Minha amiga estava com uma prima e uma amiga desta que, indignadas pelo quantum de emoção oferecido, me convidaram para esticar a noite. Como estou em fase de topar ir a bingo em quermesse de subúrbio, aceitei.
Decidido o lugar, lá fomos nós. Quando chegamos, o local estava cheio, a música animada. Era uma festa para “singles”. Pensei com meus botões: “- Vou poder por a aula de dança em prática. Foi uma boa escolha...”
Ficamos no bar até que uma mesa vagasse e quase que de imediato um fulano vem tirar a prima para dançar. Argentino, com um bigodão vasto, vestido com um blazer que encobria algo brilhando na camisa.
Típico “Gardelón”, metido a engraçado, insinuando-se pra cima da moça, dizendo com aquele sotaque portenho: “- Veja o que você faz com meu coração!” Ele afasta a pala do blazer e mostra um broche. De plástico, em formato de coração, com uma pequena lâmpada vermelha que ficava piscando intermitentemente!
Quase engasguei com a bebida! Olhava, fascinada, para o conjunto de conversa mole, jeito clown e o tal coração piscando que nem luzinha de ambulância! Meus botões, atônitos como eu, assistem a prima, toda lampeira,flertar luminosamente com o bigode piscador.
A noite segue seu curso e convites também não me faltaram. Mas, tirando um certo cavalheiro bem razoável, o padrão era apenas um pouco melhor que esse relatado acima. Ser chamada de “boneca” ou então ouvir: “- Fala!” - Ordem peremptória para que eu alardeasse minhas boas qualidades – faziam com que eu tivesse um impulso irresistível de juntar as mãos ao peito, arfar e mostrar que era bem treinada em docilidade!
A gota d’água foi quando, mais ou menos uns quarenta minutos depois, Gardelón e a prima se sentaram e ele, para exibir sua vasta cultura, saca do bolso um pequeno chip, exclamando que aquele pequenino pedaço de metal tinha mais inteligência que a loura cabecinha de sua recente conquista.
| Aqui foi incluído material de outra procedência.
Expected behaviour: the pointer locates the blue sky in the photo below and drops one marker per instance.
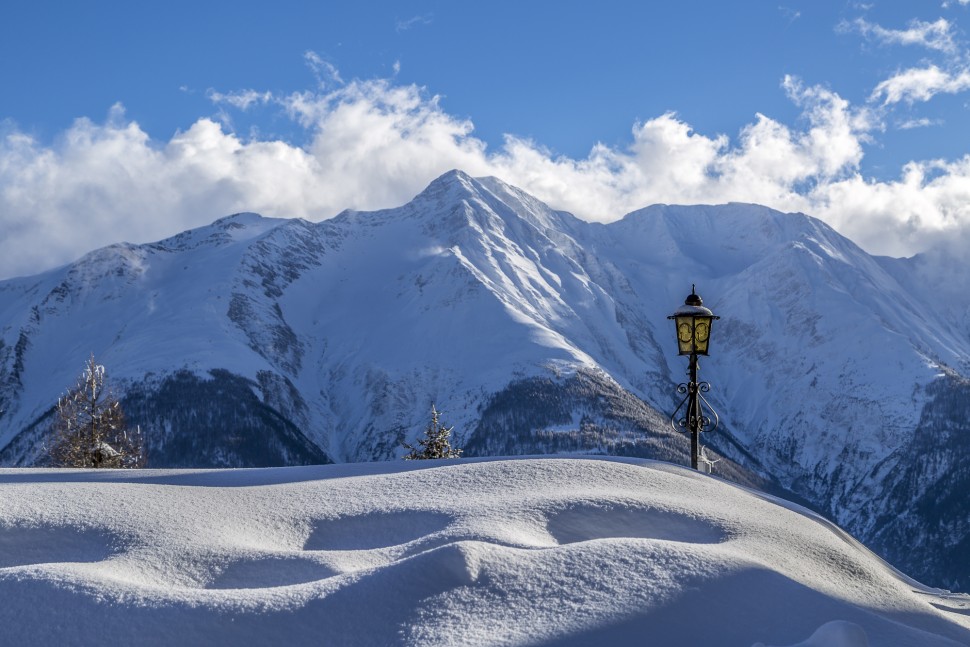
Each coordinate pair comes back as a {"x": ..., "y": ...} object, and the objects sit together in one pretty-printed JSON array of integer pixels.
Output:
[{"x": 138, "y": 120}]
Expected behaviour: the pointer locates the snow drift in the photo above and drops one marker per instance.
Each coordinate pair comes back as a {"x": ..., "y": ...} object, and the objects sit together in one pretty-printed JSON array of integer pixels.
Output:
[{"x": 469, "y": 552}]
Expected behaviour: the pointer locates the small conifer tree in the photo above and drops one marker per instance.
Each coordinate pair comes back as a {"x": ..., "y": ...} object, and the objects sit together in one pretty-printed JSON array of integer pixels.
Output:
[
  {"x": 436, "y": 442},
  {"x": 89, "y": 429}
]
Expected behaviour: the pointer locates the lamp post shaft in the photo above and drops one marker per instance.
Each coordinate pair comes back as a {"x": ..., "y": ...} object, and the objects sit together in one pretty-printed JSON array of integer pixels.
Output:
[{"x": 694, "y": 418}]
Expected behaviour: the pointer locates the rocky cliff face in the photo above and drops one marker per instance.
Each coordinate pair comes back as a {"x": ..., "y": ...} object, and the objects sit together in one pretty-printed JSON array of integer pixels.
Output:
[{"x": 254, "y": 341}]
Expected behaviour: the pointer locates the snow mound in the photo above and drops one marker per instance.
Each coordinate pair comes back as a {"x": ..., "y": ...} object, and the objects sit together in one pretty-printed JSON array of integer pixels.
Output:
[{"x": 472, "y": 552}]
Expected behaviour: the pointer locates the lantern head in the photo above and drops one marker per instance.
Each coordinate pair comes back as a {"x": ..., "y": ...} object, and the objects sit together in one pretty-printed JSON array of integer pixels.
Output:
[{"x": 693, "y": 322}]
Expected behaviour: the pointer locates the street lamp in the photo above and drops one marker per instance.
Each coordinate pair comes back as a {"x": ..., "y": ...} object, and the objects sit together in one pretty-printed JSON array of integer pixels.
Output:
[{"x": 693, "y": 322}]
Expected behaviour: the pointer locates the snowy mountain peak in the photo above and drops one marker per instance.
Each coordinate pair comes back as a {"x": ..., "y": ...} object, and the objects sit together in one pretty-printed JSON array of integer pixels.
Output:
[{"x": 283, "y": 341}]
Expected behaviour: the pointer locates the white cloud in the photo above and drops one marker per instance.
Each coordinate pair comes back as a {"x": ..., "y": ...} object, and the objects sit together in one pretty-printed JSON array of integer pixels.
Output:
[
  {"x": 242, "y": 100},
  {"x": 936, "y": 35},
  {"x": 922, "y": 122},
  {"x": 921, "y": 84},
  {"x": 410, "y": 23},
  {"x": 374, "y": 144}
]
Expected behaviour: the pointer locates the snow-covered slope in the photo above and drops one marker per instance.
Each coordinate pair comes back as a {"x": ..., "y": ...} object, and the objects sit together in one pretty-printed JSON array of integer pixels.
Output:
[
  {"x": 257, "y": 342},
  {"x": 512, "y": 552}
]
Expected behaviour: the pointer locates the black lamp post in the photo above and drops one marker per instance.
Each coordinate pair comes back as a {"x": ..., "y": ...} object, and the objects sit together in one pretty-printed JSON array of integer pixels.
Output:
[{"x": 693, "y": 323}]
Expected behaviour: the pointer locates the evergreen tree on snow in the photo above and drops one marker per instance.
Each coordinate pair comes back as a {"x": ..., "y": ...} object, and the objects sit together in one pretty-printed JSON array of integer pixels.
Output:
[{"x": 436, "y": 442}]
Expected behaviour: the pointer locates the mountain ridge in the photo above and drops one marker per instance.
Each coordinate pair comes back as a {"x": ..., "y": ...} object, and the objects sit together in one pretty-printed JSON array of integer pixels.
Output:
[{"x": 534, "y": 331}]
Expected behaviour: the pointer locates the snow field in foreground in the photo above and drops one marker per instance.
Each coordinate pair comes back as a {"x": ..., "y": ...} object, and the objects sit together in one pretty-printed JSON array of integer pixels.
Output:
[{"x": 542, "y": 551}]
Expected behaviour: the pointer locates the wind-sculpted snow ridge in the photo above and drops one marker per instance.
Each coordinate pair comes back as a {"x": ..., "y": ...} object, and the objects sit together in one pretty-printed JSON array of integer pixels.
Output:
[{"x": 513, "y": 552}]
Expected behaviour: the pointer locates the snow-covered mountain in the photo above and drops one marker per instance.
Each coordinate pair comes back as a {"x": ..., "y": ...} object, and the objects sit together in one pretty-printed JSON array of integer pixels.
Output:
[
  {"x": 542, "y": 551},
  {"x": 837, "y": 375}
]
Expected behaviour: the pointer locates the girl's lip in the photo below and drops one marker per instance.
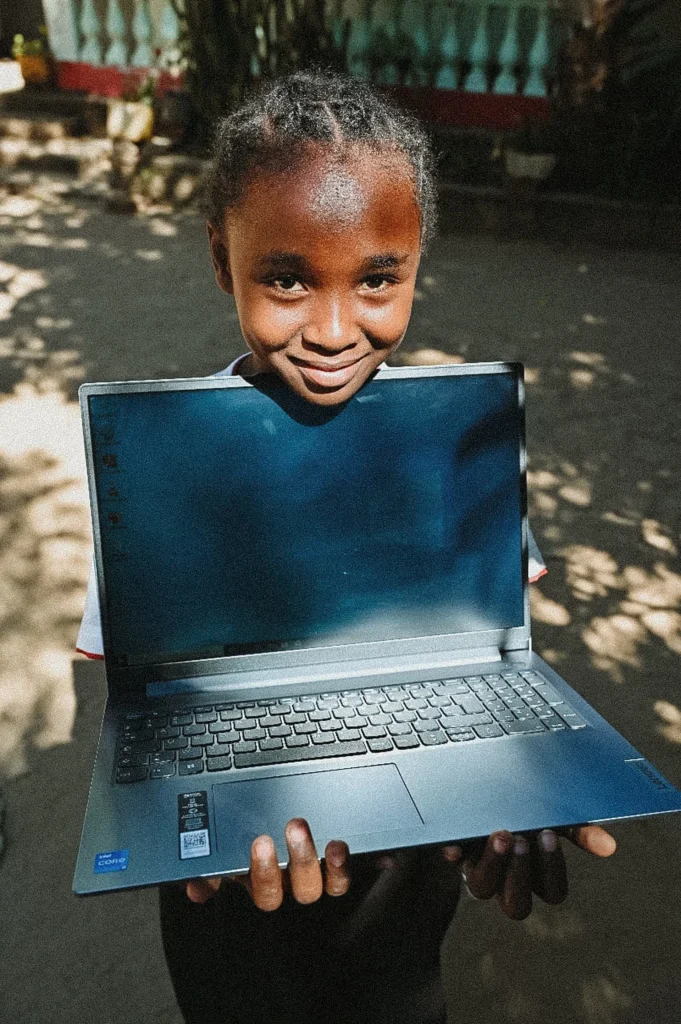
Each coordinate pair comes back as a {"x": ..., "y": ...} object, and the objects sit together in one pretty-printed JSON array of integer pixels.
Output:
[{"x": 329, "y": 376}]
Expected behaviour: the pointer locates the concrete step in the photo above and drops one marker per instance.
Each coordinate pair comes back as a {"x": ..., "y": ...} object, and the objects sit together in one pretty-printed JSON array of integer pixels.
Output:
[
  {"x": 85, "y": 115},
  {"x": 38, "y": 127},
  {"x": 80, "y": 158}
]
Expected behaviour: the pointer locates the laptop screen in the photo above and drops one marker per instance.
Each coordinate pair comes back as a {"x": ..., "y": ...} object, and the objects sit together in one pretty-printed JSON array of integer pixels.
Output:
[{"x": 242, "y": 519}]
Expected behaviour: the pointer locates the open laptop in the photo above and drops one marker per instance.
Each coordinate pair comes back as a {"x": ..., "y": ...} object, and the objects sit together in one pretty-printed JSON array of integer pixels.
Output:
[{"x": 325, "y": 613}]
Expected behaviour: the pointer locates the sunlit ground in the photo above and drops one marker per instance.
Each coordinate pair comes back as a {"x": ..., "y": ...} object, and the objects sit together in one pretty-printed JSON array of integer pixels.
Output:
[{"x": 85, "y": 296}]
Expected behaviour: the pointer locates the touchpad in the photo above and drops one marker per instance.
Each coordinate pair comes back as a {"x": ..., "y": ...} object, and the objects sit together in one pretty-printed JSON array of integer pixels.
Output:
[{"x": 337, "y": 803}]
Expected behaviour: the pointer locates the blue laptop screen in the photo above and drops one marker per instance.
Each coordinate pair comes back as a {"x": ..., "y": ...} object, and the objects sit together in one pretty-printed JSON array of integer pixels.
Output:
[{"x": 236, "y": 520}]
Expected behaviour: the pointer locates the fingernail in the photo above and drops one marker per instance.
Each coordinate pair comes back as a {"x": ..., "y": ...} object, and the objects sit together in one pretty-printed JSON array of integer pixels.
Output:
[
  {"x": 500, "y": 844},
  {"x": 336, "y": 856},
  {"x": 549, "y": 841}
]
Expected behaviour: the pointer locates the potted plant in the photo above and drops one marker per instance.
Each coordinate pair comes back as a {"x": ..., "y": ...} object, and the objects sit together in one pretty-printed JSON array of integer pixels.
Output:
[
  {"x": 530, "y": 153},
  {"x": 33, "y": 57},
  {"x": 130, "y": 117}
]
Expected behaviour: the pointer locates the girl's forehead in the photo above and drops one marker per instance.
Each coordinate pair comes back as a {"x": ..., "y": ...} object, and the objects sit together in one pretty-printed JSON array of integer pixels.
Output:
[{"x": 328, "y": 190}]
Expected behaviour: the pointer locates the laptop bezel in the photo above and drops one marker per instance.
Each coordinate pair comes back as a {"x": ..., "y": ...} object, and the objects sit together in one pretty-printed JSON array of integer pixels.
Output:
[{"x": 125, "y": 680}]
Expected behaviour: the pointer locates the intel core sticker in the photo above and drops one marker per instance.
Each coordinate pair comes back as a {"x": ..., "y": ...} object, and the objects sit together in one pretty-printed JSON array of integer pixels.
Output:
[
  {"x": 193, "y": 823},
  {"x": 114, "y": 860}
]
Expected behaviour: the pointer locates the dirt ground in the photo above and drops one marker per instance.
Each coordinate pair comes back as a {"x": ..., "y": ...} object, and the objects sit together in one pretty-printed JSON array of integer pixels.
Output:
[{"x": 89, "y": 296}]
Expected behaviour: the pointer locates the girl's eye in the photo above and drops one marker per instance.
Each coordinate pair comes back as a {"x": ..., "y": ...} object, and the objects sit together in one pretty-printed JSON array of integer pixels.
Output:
[
  {"x": 378, "y": 282},
  {"x": 287, "y": 283}
]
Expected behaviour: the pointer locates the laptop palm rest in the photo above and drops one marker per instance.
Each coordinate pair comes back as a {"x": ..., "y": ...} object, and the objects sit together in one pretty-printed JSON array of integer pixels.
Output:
[{"x": 337, "y": 803}]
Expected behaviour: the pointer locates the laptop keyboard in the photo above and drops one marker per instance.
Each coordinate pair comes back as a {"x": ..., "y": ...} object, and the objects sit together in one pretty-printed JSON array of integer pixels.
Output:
[{"x": 213, "y": 737}]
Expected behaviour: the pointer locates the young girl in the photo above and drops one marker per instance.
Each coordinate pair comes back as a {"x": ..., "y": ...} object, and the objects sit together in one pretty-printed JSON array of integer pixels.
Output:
[{"x": 321, "y": 201}]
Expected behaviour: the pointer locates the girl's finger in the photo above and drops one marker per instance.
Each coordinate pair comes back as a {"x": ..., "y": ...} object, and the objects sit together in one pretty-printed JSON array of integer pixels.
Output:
[
  {"x": 515, "y": 897},
  {"x": 264, "y": 879},
  {"x": 201, "y": 890},
  {"x": 304, "y": 867},
  {"x": 337, "y": 868},
  {"x": 483, "y": 878},
  {"x": 549, "y": 869},
  {"x": 593, "y": 839}
]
Diante de meu olhar abismado pela grosseria abissal, estende o chip para mim, dizendo: “- Veja! Isso aqui tem não sei quanto de memória!” E o raio do chip cai no meu copo, mergulhando entre rodelas de limão e cubos de gelo.
Olho para tudo, imóvel, incapaz de dizer alguma coisa. A amiga da prima pega meu copo, bebe o conteúdo, pega o chip entre os dentes, depois com a mão e entrega para o argentino. Este, satisfeito, dá um tapinha na mão dela e diz:
“- Gosto de mulheres assim!”
Não resisto. Levanto-me, pego minha bolsa, meu casaco, despeço-me de todos e vou embora. Ainda escuto o comentário atrás de mim:
“- Estranho, ela estava sendo bem procurada...” A amiga responde:
“- É que ela se separou há pouco, está estranhando...
Pego um taxi, aliviada de ir para casa, e fico a indagar-me sobre a vastidão do campo das escolhas pessoais e dos insondáveis mistérios que se ocultam no coração humano.